Cyazofamid
- Names: IUPAC name 4-chloro-2-cyano-N,N-dimethyl-5-(4-methylphenyl)imidazole-1-sulfonamide

Identifiers
- CAS Number: 120116-88-3;
- 3D model (JSmol): Interactive image;
- Beilstein Reference: 9064229
- ChEBI: CHEBI:81841;
- ChEMBL: ChEMBL1863429;
- ChemSpider: 8037772;
- ECHA InfoCard: 100.111.751
- EC Number: 601-671-8;
- KEGG: C18573;
- PubChem CID: 9862076;
- UNII: QJC4S2YQ4B;
- CompTox Dashboard (EPA): DTXSID9034492 ;

Properties
- Chemical formula: C_{13}H_{13}ClN_{4}O_{2}S
- Molar mass: 324.78 g·mol^{−1}
- Density: 1.45 g/cm^{3}
- Melting point: 152.7 °C
- Solubility in water: 0.107 mg/L (20 °C)
- log P: 3.2
- Hazards: GHS labelling:
- Pictograms: GHS09: Environmental hazard
- Signal word: Warning
- Hazard statements: H410
- Precautionary statements: P273, P391, P501

= Cyazofamid =

Cyazofamid is a fungicide that is highly-specific in controlling oomycete plant pathogens such as Phytophthora infestans, the organism which causes late blight in potato. Its mode of action is thought to involve binding to the Q_{i} center of Coenzyme Q – cytochrome c reductase.

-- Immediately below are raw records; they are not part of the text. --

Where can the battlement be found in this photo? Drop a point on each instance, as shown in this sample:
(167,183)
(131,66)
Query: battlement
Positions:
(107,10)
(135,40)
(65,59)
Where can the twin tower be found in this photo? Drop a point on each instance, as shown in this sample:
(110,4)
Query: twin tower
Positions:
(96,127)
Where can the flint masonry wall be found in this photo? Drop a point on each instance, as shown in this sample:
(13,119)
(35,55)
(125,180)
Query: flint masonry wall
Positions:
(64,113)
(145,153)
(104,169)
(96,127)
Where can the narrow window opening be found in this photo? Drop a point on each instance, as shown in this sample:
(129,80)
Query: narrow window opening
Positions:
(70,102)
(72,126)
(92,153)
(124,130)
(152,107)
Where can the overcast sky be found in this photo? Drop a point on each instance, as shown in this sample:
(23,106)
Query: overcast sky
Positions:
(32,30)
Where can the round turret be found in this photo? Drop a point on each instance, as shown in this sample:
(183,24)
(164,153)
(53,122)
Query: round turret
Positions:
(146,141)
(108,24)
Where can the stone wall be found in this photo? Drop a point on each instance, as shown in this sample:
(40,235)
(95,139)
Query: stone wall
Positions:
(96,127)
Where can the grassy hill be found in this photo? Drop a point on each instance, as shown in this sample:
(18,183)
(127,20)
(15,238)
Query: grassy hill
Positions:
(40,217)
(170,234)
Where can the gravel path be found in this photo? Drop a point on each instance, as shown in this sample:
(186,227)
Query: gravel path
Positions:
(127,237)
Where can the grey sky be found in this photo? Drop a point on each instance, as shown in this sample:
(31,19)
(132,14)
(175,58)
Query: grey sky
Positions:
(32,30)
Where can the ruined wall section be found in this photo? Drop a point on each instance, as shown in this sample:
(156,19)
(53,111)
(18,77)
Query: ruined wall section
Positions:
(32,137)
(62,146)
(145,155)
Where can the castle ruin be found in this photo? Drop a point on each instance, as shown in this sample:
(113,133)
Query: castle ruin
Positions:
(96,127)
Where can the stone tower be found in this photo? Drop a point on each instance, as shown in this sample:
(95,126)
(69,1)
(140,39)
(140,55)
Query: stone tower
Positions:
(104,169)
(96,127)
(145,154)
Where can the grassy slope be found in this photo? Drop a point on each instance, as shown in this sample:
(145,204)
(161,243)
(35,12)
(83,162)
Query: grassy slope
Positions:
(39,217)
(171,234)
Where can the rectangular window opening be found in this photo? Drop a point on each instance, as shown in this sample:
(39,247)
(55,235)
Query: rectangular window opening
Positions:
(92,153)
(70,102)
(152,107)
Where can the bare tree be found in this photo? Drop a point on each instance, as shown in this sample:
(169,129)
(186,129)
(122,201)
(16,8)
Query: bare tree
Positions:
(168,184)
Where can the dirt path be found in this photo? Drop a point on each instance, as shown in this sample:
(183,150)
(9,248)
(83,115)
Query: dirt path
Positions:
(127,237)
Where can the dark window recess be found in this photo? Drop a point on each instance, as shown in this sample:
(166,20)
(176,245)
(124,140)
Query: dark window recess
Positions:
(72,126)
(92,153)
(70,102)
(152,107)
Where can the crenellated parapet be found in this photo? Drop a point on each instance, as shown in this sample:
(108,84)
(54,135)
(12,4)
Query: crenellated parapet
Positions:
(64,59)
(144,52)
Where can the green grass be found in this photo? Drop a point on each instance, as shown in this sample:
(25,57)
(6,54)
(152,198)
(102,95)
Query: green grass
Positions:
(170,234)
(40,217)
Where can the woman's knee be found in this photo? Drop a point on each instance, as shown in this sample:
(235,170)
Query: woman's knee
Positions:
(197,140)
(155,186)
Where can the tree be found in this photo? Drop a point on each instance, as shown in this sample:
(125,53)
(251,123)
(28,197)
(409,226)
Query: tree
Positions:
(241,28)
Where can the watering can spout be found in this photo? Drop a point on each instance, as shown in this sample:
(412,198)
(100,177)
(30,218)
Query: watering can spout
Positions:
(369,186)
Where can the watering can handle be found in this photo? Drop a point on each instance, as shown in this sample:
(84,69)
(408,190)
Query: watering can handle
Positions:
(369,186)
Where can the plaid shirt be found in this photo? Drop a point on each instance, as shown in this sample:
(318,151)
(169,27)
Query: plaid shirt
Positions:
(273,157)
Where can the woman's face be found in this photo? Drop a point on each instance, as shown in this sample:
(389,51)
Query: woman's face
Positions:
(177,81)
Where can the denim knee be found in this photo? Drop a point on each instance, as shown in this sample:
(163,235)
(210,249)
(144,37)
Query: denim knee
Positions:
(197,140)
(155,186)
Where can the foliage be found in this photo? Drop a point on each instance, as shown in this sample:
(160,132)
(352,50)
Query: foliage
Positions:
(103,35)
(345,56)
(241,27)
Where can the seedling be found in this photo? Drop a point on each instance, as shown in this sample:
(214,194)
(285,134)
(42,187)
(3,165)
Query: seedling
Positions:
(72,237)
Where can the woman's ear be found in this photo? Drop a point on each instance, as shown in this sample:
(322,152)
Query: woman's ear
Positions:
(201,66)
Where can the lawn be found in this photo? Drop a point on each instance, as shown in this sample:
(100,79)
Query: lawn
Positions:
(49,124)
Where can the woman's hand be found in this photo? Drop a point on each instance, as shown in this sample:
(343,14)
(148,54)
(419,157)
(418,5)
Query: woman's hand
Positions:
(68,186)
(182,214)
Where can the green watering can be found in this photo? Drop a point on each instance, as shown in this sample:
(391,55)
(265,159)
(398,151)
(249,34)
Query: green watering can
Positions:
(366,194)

Cyazofamid is most often sold under the brand name Ranman.

== Synthesis ==
Processes to manufacture cyazofamid were disclosed in patents from Ishihara Sangyo Kaisha, Ltd. An acetophenone derivative was first treated with aqueous glyoxal and hydroxylamine to form an oxime-substituted imidazole ring system. This intermediate was treated with thionyl chloride and disulfur dichloride to convert the oxime to a cyano group and chlorinate the imidazole in the position next to the phenyl ring. Finally, treatment with dimethylsulfamoyl chloride gave cyazofamid, with the desired regiochemistry. This placed the sulfamoyl group on the nitrogen adjacent to the phenyl ring rather than the chlorine atom. The structure of the fungicide has been confirmed by X-ray crystallography.